Managing employees (even telecommuting ones) is a pain in the ass. There's lots of paperwork to do and with some employees you have to look over their shoulder constantly.
The sheer annoyance of it is often enough to make someone not want to do it, and skip over it for a solution that is more expensive, but less of a hassle.
Affiliates are becoming increasingly expensive. Not only is there the high payouts or revshare percentages, but now there's free hosting, hosted galleries and free sites, hosted movie galleries, more and more free content that must be given out... you guys have no idea how much bandwidth just 20 webmasters can burn per day. Now try to imagine 200 or more on your free hosting, with another hundred pulling all of your hosted galleries. The cost is staggering. Add to it the "rewards" programs, special payout bonus days, advertising on webmaster resources to recruit more webmasters and create branding, and sponsoring parties and events for webmasters - affiliates have gotten damned expensive. Much, much more so than they were just 2 years ago.
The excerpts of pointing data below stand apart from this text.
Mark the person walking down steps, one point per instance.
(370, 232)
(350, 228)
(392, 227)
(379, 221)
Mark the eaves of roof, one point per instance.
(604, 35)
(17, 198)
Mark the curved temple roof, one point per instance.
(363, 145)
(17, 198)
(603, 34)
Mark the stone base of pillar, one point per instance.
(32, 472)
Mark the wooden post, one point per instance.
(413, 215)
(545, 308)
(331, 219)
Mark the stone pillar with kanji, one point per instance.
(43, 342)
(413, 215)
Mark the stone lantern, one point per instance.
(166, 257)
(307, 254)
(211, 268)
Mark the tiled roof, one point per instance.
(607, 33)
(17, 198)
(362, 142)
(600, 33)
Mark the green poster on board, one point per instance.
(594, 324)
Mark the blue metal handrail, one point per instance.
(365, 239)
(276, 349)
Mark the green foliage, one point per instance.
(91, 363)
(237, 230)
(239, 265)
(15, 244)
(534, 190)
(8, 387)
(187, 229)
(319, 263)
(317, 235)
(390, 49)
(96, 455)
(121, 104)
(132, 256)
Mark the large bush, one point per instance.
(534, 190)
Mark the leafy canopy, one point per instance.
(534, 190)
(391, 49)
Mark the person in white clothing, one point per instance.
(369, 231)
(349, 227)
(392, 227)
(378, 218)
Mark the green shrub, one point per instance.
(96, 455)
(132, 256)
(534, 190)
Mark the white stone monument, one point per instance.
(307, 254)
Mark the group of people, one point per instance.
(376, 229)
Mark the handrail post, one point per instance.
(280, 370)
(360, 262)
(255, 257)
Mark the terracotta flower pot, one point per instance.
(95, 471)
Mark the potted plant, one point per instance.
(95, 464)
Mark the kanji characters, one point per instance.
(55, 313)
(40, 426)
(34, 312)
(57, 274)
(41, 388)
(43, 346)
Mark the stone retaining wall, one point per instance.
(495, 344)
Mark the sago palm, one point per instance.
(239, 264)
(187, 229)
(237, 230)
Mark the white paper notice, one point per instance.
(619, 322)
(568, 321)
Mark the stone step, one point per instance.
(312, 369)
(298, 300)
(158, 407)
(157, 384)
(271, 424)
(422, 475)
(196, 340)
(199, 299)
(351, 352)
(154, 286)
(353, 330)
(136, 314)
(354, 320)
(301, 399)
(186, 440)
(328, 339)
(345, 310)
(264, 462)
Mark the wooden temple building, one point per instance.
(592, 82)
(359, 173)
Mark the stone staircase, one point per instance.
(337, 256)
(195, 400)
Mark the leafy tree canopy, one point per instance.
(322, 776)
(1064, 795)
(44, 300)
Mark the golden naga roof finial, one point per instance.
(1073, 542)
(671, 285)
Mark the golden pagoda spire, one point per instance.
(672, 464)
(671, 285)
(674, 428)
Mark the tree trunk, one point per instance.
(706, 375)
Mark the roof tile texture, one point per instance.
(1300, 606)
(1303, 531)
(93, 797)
It used to be justifiable to have affiliates rather than employees. However, things are changing. The much higher cost of recruiting/keeping affiliates and all of their demands, Acacia's fees, Visa's crackdown, and eventually the other two video patent holders are going to make it much, MUCH harder to turn a profit.
When that happens, they'll be looking for ways to recoup as much money as they can and reduce their chargeback risk. Doing more things in-house is the answer to that.
Keep in mind that most bigger sponsors *already* have in-house webmasters building sites and competing directly with you. It wouldn't be that much of a change to simply turn off the expensive affiliate programs and move *all* of the traffic generation in-house.